Site icon The Next Platform

The Datacenter GPU Gravy Train That No One Will Derail

We have five decades of very fine-grained analysis of CPU compute engines in the datacenter, and changes come at a steady but glacial pace when it comes to CPU serving. The rise of datacenter GPU compute engines has happened in a very short decade and a half, and yet there is not, as far as we can tell, very good data that counts GPU compute by type and price band in the datacenter.

Some of this is due to the fact that the vast majority – in excess of 95 percent for the past four years – of datacenter GPU compute engines have come from one pretty secretive vendor: Nvidia. While Nvidia is reasonably good about divulging the feeds and speeds of its myriad devices, it is not forthcoming about which devices are being sold in what volumes into the datacenter.

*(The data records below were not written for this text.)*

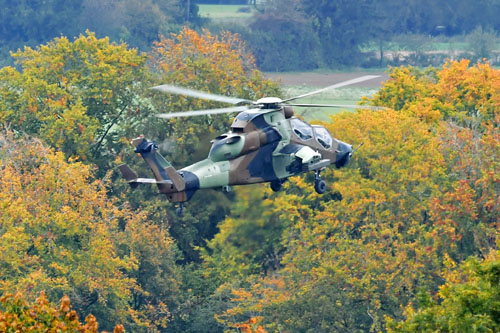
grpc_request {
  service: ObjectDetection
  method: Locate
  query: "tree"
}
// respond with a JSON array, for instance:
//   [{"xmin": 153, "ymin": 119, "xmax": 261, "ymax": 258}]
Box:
[
  {"xmin": 387, "ymin": 251, "xmax": 500, "ymax": 332},
  {"xmin": 0, "ymin": 291, "xmax": 124, "ymax": 333},
  {"xmin": 0, "ymin": 133, "xmax": 184, "ymax": 330},
  {"xmin": 131, "ymin": 28, "xmax": 280, "ymax": 261},
  {"xmin": 302, "ymin": 0, "xmax": 374, "ymax": 67},
  {"xmin": 0, "ymin": 32, "xmax": 147, "ymax": 170},
  {"xmin": 243, "ymin": 1, "xmax": 321, "ymax": 72}
]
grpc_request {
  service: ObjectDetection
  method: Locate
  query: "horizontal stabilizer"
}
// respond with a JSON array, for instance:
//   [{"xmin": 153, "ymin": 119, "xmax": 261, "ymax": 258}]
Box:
[{"xmin": 118, "ymin": 164, "xmax": 172, "ymax": 188}]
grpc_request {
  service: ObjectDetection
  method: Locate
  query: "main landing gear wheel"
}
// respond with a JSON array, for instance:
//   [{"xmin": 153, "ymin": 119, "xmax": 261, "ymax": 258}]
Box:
[
  {"xmin": 314, "ymin": 179, "xmax": 326, "ymax": 194},
  {"xmin": 314, "ymin": 170, "xmax": 326, "ymax": 194},
  {"xmin": 175, "ymin": 202, "xmax": 184, "ymax": 217},
  {"xmin": 271, "ymin": 179, "xmax": 283, "ymax": 192}
]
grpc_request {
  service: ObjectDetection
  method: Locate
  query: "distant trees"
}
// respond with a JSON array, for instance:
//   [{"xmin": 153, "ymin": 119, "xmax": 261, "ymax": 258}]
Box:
[
  {"xmin": 195, "ymin": 61, "xmax": 500, "ymax": 332},
  {"xmin": 0, "ymin": 0, "xmax": 201, "ymax": 64},
  {"xmin": 0, "ymin": 33, "xmax": 146, "ymax": 167}
]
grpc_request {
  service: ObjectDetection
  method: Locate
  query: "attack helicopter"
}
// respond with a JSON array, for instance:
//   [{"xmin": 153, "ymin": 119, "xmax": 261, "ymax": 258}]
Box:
[{"xmin": 118, "ymin": 75, "xmax": 378, "ymax": 216}]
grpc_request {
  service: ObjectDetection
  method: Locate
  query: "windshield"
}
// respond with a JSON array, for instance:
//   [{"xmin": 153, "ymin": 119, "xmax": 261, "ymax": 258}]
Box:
[
  {"xmin": 313, "ymin": 126, "xmax": 333, "ymax": 149},
  {"xmin": 291, "ymin": 118, "xmax": 313, "ymax": 141}
]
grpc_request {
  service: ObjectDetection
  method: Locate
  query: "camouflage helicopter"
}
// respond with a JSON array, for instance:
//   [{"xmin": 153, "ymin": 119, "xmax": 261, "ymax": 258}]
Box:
[{"xmin": 118, "ymin": 75, "xmax": 378, "ymax": 216}]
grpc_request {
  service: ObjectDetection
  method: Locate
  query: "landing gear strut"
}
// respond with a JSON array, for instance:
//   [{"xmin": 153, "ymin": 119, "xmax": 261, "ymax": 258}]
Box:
[
  {"xmin": 175, "ymin": 202, "xmax": 184, "ymax": 217},
  {"xmin": 314, "ymin": 170, "xmax": 326, "ymax": 194},
  {"xmin": 271, "ymin": 179, "xmax": 284, "ymax": 192}
]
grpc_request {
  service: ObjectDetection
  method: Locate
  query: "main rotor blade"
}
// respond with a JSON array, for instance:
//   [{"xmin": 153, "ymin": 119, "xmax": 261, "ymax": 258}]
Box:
[
  {"xmin": 283, "ymin": 75, "xmax": 380, "ymax": 102},
  {"xmin": 287, "ymin": 104, "xmax": 387, "ymax": 111},
  {"xmin": 149, "ymin": 84, "xmax": 252, "ymax": 104},
  {"xmin": 156, "ymin": 106, "xmax": 251, "ymax": 119}
]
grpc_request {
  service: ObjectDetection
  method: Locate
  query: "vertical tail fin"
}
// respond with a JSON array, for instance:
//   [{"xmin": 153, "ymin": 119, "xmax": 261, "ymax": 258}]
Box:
[
  {"xmin": 132, "ymin": 137, "xmax": 186, "ymax": 192},
  {"xmin": 118, "ymin": 164, "xmax": 139, "ymax": 188}
]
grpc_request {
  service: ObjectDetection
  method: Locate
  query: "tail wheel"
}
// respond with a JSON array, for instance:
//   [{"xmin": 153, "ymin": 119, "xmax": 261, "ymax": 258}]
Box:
[
  {"xmin": 314, "ymin": 179, "xmax": 326, "ymax": 194},
  {"xmin": 271, "ymin": 179, "xmax": 283, "ymax": 192}
]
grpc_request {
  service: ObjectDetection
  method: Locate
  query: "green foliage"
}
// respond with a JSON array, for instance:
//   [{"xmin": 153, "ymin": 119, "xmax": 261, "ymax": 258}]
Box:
[
  {"xmin": 467, "ymin": 26, "xmax": 498, "ymax": 60},
  {"xmin": 387, "ymin": 251, "xmax": 500, "ymax": 332},
  {"xmin": 243, "ymin": 1, "xmax": 321, "ymax": 72},
  {"xmin": 0, "ymin": 134, "xmax": 184, "ymax": 330},
  {"xmin": 0, "ymin": 32, "xmax": 146, "ymax": 168},
  {"xmin": 205, "ymin": 62, "xmax": 500, "ymax": 332}
]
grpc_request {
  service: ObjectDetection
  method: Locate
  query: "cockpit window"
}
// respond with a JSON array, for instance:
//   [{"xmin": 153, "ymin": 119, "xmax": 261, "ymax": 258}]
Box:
[
  {"xmin": 291, "ymin": 118, "xmax": 313, "ymax": 141},
  {"xmin": 313, "ymin": 126, "xmax": 333, "ymax": 149}
]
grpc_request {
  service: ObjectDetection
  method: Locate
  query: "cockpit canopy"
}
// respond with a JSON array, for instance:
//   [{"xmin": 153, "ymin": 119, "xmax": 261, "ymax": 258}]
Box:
[{"xmin": 290, "ymin": 118, "xmax": 333, "ymax": 149}]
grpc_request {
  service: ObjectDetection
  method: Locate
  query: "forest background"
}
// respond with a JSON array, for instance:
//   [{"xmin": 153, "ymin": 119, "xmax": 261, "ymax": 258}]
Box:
[{"xmin": 0, "ymin": 0, "xmax": 500, "ymax": 332}]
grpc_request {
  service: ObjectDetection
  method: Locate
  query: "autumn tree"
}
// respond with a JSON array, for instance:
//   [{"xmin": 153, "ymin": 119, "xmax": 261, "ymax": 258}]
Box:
[
  {"xmin": 0, "ymin": 291, "xmax": 124, "ymax": 333},
  {"xmin": 0, "ymin": 133, "xmax": 184, "ymax": 329},
  {"xmin": 211, "ymin": 61, "xmax": 499, "ymax": 331},
  {"xmin": 0, "ymin": 32, "xmax": 147, "ymax": 167},
  {"xmin": 387, "ymin": 251, "xmax": 500, "ymax": 332},
  {"xmin": 121, "ymin": 28, "xmax": 280, "ymax": 261}
]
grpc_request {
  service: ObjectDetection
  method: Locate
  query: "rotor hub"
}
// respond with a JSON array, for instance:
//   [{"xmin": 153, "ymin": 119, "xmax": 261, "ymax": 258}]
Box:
[{"xmin": 256, "ymin": 97, "xmax": 283, "ymax": 109}]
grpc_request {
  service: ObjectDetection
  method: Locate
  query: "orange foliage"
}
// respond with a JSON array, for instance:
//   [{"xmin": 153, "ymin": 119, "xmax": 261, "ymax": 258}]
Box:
[{"xmin": 0, "ymin": 291, "xmax": 124, "ymax": 333}]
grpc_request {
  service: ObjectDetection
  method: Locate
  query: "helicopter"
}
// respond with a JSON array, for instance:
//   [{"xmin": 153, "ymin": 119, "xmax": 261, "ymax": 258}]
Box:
[{"xmin": 118, "ymin": 75, "xmax": 378, "ymax": 216}]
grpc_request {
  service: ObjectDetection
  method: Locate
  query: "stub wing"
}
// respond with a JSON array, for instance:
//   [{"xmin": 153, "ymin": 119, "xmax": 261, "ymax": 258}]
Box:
[{"xmin": 118, "ymin": 164, "xmax": 172, "ymax": 188}]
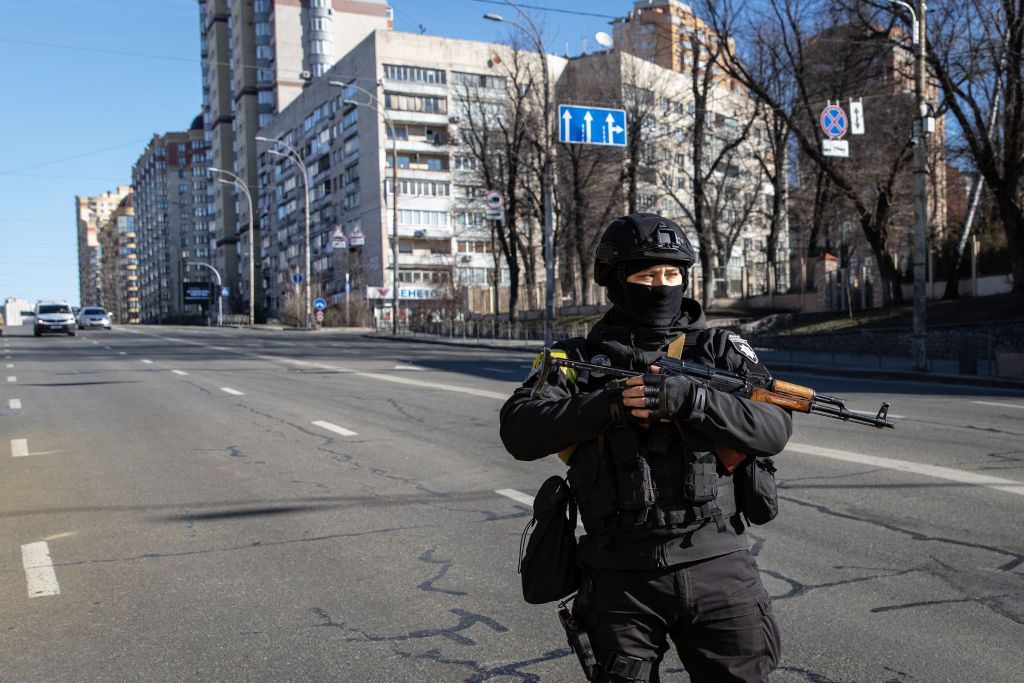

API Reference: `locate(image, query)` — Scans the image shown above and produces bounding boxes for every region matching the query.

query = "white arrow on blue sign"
[558,104,626,147]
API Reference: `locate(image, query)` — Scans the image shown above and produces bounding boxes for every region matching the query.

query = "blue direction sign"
[821,104,850,140]
[558,104,626,147]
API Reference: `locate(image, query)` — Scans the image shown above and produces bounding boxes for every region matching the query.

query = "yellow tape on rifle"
[534,348,575,384]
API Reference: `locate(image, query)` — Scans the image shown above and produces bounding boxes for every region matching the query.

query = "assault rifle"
[534,348,896,429]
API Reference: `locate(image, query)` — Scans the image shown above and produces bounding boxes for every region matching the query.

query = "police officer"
[501,213,792,681]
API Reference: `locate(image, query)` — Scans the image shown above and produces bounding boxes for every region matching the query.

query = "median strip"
[313,420,356,436]
[22,541,60,598]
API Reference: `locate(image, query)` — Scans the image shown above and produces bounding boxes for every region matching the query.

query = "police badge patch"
[728,335,758,362]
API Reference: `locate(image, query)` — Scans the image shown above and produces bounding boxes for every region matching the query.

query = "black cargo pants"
[573,550,781,682]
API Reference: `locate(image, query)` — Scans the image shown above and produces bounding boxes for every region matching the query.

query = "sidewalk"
[364,332,1024,391]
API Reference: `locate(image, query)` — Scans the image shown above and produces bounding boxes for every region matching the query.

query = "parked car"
[33,301,75,337]
[78,306,111,330]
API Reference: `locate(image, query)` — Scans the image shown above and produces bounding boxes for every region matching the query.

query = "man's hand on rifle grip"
[622,366,706,422]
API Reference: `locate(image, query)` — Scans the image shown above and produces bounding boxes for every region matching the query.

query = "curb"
[361,334,1024,391]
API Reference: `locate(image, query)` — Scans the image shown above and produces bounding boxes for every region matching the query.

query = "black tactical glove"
[630,373,708,422]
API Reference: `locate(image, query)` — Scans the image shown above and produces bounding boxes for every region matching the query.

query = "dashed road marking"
[356,373,509,400]
[313,420,356,436]
[971,400,1024,411]
[785,441,1024,496]
[495,488,534,508]
[22,541,60,598]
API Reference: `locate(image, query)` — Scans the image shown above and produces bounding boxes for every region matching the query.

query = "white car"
[78,306,111,330]
[33,301,75,337]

There is also a misperception that the highest-end products like the “Volta” V100, the “Ampere” A100, and the “Hopper” H100 drive the bulk of Nvidia’s revenues and shipments for GPU accelerators that end up in servers. This, as it turns out, is not true. We don’t know how much it is not true, but we set out to try to figure it out.

We solicited some help from Aaron Rakers, managing director and technology analyst for Wells Fargo Equity Research as a starting point. Out of the same kind of frustration with the incomplete GPU data coming out of the usual suspects in IT market research – IDC, Gartner, Mercury Research, and others – Rakers did some digging and built his own model, which we are using (with permission) as the basis of doing some further prognostication about how the Nvidia GPU market in the datacenter will evolve as the company shifts to an annual cadence for GPU and CPU-GPU compute engine announcements and the world has what will likely be an insatiable appetite for GPUs for the next several years.

Here is how Rakers reckons that worldwide GPU shipments and revenues stacked up between 2015 and 2022, with extrapolations from 2023 out through 2027:

As you can see, between 2015 and 2022, datacenter GPU sales tracked very tightly with datacenter GPU shipments. AMD didn’t ship very many, and Intel was shipping the “Knights” Xeon Phi family of many core accelerators between 2015 and 2017. (Strictly speaking, these Xeon Phi devices were failed GPU cards that were turned into compute engines.)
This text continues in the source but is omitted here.